From Gail Collins’s op-ed column “Senators Bearing Arms” yesterday, a verbing of the adjective/noun primary, as in a primary election, or simply a primary: being primaried by the Tea Party.
The context:
On the plus side, the Judiciary Committee approved a modest bill raising the penalties for “straw purchasers” — people who buy guns in order to give them to someone barred from making the purchase, like convicted felons or Mexican drug runners. One Republican, Chuck Grassley of Iowa, voted for it. However, Senator John Cornyn of Texas expressed concern that it would “make it a serious felony for an American Legion employee to negligently transfer a rifle or firearm to a veteran who, unknown to the transferor, suffers from post-traumatic stress disorder.”

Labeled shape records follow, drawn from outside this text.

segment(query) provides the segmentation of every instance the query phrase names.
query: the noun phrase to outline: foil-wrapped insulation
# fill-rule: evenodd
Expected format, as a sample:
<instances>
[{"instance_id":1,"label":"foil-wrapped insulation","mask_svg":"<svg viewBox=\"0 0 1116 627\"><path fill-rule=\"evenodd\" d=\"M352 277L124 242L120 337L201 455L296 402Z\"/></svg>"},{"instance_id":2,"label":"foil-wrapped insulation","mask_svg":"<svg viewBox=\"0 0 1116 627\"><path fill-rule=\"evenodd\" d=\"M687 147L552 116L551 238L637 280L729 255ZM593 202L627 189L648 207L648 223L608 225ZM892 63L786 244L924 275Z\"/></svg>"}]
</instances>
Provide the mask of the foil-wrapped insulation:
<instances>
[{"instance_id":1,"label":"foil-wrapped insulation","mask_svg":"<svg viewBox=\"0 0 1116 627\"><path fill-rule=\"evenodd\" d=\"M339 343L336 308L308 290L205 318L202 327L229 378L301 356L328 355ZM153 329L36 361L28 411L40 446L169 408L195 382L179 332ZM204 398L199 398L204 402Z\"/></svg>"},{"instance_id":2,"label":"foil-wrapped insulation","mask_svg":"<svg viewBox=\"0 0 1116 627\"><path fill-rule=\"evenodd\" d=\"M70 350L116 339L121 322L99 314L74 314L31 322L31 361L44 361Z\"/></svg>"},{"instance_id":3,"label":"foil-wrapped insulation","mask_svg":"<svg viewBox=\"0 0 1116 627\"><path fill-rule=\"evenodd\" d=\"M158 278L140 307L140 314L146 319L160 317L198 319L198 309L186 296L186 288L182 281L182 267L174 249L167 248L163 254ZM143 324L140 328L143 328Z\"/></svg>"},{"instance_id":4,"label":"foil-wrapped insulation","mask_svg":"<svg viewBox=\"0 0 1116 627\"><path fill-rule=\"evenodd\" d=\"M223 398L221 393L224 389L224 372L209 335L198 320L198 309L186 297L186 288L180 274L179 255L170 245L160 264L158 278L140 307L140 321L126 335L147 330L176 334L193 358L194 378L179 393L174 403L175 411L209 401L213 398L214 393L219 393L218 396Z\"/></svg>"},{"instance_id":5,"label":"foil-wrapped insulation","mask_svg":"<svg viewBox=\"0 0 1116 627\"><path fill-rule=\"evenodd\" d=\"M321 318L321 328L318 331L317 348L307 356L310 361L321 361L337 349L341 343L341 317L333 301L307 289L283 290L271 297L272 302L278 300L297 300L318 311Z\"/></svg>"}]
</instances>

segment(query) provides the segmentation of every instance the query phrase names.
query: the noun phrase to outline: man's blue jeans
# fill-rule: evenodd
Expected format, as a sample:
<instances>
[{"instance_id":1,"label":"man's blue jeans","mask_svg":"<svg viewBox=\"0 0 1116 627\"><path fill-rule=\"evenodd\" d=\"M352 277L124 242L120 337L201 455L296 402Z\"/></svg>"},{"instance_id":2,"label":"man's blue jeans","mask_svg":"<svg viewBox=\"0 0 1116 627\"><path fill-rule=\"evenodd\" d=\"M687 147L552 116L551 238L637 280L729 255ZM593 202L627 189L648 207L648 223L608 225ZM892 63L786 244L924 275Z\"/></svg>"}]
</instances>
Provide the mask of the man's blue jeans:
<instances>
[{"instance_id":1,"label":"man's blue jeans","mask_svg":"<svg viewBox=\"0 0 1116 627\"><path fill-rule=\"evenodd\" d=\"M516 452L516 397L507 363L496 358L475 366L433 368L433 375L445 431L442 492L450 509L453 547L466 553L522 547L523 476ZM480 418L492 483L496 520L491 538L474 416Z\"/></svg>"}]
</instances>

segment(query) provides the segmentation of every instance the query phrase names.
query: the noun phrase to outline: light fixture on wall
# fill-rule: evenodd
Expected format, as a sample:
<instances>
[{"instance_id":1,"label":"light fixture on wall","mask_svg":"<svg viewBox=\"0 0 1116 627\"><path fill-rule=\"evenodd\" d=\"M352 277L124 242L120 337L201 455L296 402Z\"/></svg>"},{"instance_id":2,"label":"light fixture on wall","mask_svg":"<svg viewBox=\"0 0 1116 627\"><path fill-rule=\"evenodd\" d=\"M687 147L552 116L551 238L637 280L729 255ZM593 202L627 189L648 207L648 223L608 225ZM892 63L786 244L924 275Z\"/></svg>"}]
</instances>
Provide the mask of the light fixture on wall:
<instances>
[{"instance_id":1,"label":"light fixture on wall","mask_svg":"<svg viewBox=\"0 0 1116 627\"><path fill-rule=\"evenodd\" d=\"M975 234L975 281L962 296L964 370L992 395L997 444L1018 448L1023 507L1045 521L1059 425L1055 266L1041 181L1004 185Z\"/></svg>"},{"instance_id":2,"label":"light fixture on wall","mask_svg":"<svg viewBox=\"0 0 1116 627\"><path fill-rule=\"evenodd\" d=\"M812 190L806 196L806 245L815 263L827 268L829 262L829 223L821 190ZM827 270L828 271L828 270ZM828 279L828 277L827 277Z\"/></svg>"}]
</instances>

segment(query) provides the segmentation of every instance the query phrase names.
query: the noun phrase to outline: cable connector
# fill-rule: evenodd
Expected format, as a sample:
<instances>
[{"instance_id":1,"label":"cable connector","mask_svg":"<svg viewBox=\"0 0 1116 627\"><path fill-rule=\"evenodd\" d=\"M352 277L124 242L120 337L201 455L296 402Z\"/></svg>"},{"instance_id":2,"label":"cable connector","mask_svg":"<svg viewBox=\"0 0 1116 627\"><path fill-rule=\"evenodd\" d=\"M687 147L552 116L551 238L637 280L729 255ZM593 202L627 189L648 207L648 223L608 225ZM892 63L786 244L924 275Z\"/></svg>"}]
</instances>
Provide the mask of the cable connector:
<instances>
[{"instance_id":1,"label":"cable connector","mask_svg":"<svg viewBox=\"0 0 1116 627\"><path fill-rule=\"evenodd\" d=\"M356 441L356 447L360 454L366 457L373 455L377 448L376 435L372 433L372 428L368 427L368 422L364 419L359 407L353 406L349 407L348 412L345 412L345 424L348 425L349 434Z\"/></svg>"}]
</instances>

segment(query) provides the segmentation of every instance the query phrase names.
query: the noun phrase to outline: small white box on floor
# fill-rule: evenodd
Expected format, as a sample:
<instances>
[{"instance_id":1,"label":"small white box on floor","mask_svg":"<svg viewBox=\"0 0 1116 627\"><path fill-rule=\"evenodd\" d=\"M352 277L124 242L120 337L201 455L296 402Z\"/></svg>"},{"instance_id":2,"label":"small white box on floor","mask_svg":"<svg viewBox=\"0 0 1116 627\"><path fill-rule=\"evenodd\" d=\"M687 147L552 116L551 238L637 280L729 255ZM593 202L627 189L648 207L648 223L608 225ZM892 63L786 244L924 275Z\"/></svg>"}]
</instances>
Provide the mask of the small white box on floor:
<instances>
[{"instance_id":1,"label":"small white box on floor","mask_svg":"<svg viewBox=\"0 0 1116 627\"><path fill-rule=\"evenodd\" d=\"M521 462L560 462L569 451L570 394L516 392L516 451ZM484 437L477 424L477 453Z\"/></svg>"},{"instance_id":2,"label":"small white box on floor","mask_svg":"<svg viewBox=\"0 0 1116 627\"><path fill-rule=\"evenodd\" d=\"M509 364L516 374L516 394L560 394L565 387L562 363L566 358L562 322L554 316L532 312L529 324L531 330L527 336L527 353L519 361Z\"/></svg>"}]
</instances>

Personally, I would rather not have American Legion employees negligently transferring guns to anybody. But then I am not trying to run for re-election in Texas without being primaried by the Tea Party.
More explanation in a Bloomberg story from last December (“Getting Primaried: The Dreaded Verb” by Mark Silva on 12/14/12):
No one wants to get “primaried.”
Certainly not Republican members of Congress who have seen some of their colleagues run out of office in party primaries by Tea Party-backed candidates and others who have challenged them for breaking with an anti-tax orthodoxy.
Plenty of examples, most of them (like these two) passive. But there are active examples as well, as in this story about local politics in Hudson NY:
We can only hope that 2011 doesn’t bring a repeat of 2007, when perennial mayoral hopeful Linda Mussmann primaried the candidate endorsed by the HCDC, Michael O’Hara, and, when she didn’t win, ran against him on her own party line, the Bottom Line.
March 12, 2013 at 6:18 am |
When I served as a township councilman, I was primaried twice, and, as I was reassured at time, it was no big deal. However, when I was generalelectioned in November, for a while, it was kind of scary.